Survey: Vast majority of Israeli reservists feel IDF ‘service is a duty’


Survey by IDF’s Behavioral Science Department finds overwhelming majority of reservists believe in Israel’s army, have faith in their commanders, and say IDF can secure decisive victory in future conflict.

By Lilach Shoval & Israel Hayom Staff


The vast majority of IDF reservists — 83% — believe in the military’s ability to secure a decisive victory should hostilities with Gaza Strip-based terrorist groups resume, a survey by the Behavioral Science Department at the IDF’s Personnel Directorate has found.

The IDF surveys reservists twice a year to gauge issues believed to affect their motivation to perform reserve service.

The latest poll was held on the one-year anniversary of Operation Protective Edge and following an IDF decision to release 100,000 reservists from active duty and divert funds to training regular army units.

The findings, released Tuesday, said reservists’ faith in the IDF rose following last summer’s Gaza campaign. A similar question posed to reservists before the Gaza operation found that 75% of them believed in the military’s ability to reach decisive results in a conflict.

The survey shows a significant improvement in reservists’ faith in the IDF: A similar survey after the 2006 Second Lebanon War found that only 48% of reservists believed in the military’s fighting capabilities.

The latest survey also found that 75% of reservists have faith in the command skills and decision-making abilities of the top military echelon, up from only 28% following the Second Lebanon War.

Some 86% said they would report for reserve service without hesitation, a 6% rise from the survey before the Gaza campaign. Some 84% said they consider service their duty, and 80% said they had faith in their direct commanders’ skills.

Battalion and company commanders serving in the reserves were asked how they believed the decision to release thousands of reservists would affect their units. Some 28% of battalion commanders and 15% of company commanders said the move would adversely affect their units. Only 36% of battalion commanders and 47% of company commanders said the move would have a positive effect on their units.

Asked whether they were generally pleased with their reserve service, 62% of those polled following Operation Protective Edge said they were, compared to 67% who said the same following 2012’s Operation Pillar of Defense.

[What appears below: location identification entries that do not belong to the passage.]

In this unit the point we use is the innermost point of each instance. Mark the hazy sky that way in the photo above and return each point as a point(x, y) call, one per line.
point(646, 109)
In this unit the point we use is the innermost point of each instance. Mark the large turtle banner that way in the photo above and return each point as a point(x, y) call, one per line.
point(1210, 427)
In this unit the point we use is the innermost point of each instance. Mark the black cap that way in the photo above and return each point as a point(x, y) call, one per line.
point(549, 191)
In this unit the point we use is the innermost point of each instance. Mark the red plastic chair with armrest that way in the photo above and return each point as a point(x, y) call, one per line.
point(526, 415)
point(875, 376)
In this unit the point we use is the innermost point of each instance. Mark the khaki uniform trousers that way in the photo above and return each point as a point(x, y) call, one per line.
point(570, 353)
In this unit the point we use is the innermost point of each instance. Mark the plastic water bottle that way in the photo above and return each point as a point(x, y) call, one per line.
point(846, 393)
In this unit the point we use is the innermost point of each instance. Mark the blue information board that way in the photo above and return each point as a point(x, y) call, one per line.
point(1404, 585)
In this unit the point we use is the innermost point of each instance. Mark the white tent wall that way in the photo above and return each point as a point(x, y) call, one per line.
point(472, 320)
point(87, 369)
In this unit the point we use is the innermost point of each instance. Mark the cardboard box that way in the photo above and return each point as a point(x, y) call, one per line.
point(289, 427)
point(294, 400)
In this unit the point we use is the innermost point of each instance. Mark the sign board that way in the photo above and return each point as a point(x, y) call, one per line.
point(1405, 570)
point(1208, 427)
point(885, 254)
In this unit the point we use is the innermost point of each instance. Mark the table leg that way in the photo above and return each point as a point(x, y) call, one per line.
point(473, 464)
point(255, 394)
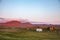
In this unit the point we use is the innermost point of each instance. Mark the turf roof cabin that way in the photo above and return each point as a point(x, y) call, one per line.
point(39, 29)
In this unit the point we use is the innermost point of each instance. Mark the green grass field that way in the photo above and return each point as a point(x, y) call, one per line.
point(29, 35)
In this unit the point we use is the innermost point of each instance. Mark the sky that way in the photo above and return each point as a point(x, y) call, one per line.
point(33, 10)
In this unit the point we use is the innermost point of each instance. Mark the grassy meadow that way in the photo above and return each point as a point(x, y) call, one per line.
point(28, 35)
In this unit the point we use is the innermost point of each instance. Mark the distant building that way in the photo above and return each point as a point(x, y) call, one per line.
point(39, 29)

A slight decline was also noted in reserve commanders’ satisfaction from their assignments, 87% of them said they were pleased with their assignments as following the 2014 campaign, compared to 92% who said this following the 2012 operation.

Seventy percent of the reservists polled said they were pleased with their reserve unit assignments, a drop from 75% in 2012.

Asked how their current assignment affected their motivation to serve in the reserves, 55% said Operation Protective Edge had a positive effect on their desire to serve in the reserves, while 9% said they would rather not be called up for reserve duty in the future.